Less than half of the supporters of the opposition National Super Alliance agree with the choice of Odinga, 72, and former Vice President Kalonzo Musyoka as its flag-bearers, the Nairobi-based Star newspaper reported Friday, citing an Ipsos poll. It’s the same ticket that lost four years ago.
“We can expect the same results,” Jared Jeffery, an analyst at NKC African Economics in Paarl, South Africa, said by phone. “Kenyatta is in a strong position.”
While Kenyatta pledges to consolidate the gains of his first term, such as better health care and big investments in transport infrastructure, and Odinga vows to fight corruption and poverty, the election may represent the final chapter of a 50-year-old family rivalry for power in East Africa’s biggest economy. Kenyatta, 55, is the son of Kenya’s first president, Jomo Kenyatta, while Odinga’s father Jaramogi Oginga Odinga was the nation’s first vice president.
Violence surrounding elections in Kenya make them fractious times for investors. The International Monetary Fund has warned the vote may result in slower growth in the $69.4 billion economy this year. The Washington-based lender cut its 2017 growth forecast to 5.3 percent from 6.1 percent, citing heightened political instability during the elections. The rate of expansion slumped to 1.7 percent in 2008 in the wake of the post-election violence, from 7.1 percent the year before.
Odinga lost four years ago to Kenyatta, who won 50.07 percent of the vote, while in 2007 Odinga came second to former President Mwai Kibaki. The opposition said both elections were marred by rigging.
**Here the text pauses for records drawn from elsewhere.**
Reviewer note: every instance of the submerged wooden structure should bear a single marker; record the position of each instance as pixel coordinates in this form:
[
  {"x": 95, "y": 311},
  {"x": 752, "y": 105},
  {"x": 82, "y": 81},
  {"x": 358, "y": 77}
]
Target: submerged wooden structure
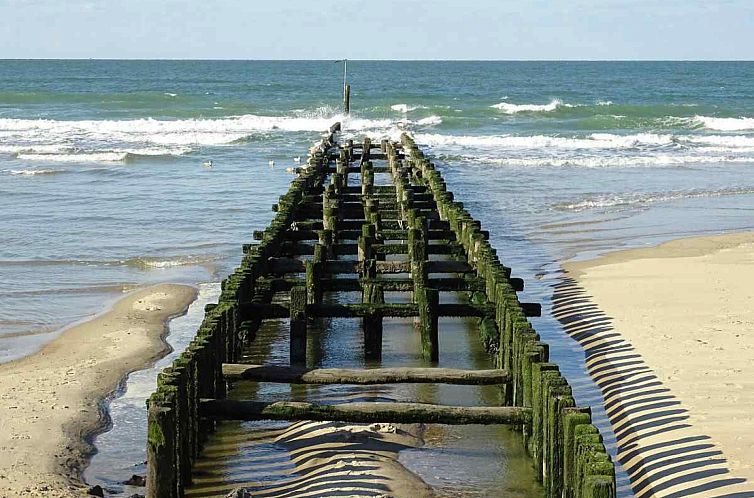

Kibaki’s contested victory sparked two months of ethnic violence that left at least 1,100 people dead. In 1997, Odinga came third in an election won by incumbent President Daniel arap Moi.
The chances of unrest in this year’s elections have been heightened by an “extremely polarized” political environment, the National Democratic Institute, a Washington-based advocacy group, said in a report this month. The government has failed to put adequate measures in place to deal with the potential outbreak of violence, it said.
“This is going to be the most brutal elections ever in history of Kenya,” Ndung’u Wainaina, executive director of the Nairobi-based International Center for Policy and Conflict, said in an interview. “It’s going to be volatile and high voltage.”
Musalia Mudavadi, who spearheaded the creation of the opposition alliance last year, has said its goal is to transcend the fractures of ethnic politics that fueled the violence after the 2007 vote. The party will introduce a five-member executive that will accommodate all five of the alliance’s leaders, known as the pentagon, including Mudavadi as prime minister with two deputies.
The alliance has similarities to the National Rainbow Coalition that brought Kibaki to power in 2002 because it embraces a broad range of political views, Wainaina said. If it holds, Odinga still stands a chance of victory, he said.
“This would be a replay of 2002,” Wainaina said. “Odinga has history on his side.”
Apathy remains a key obstacle for the opposition, said Emma Gordon, an analyst at Bath, England-based Verisk Maplecroft. To win, the alliance will need to increase its vote in the capital, Nairobi, Garrisa, Turkana and northern Rift Valley, areas where the ruling Jubilee Party has been pouring in resources.
“At this stage voter apathy is high,” she said. “This adds to the ‘Raila fatigue’ and reduces the likelihood that he will be able to win over undecided voters in key swing areas like Nairobi or the north-east.”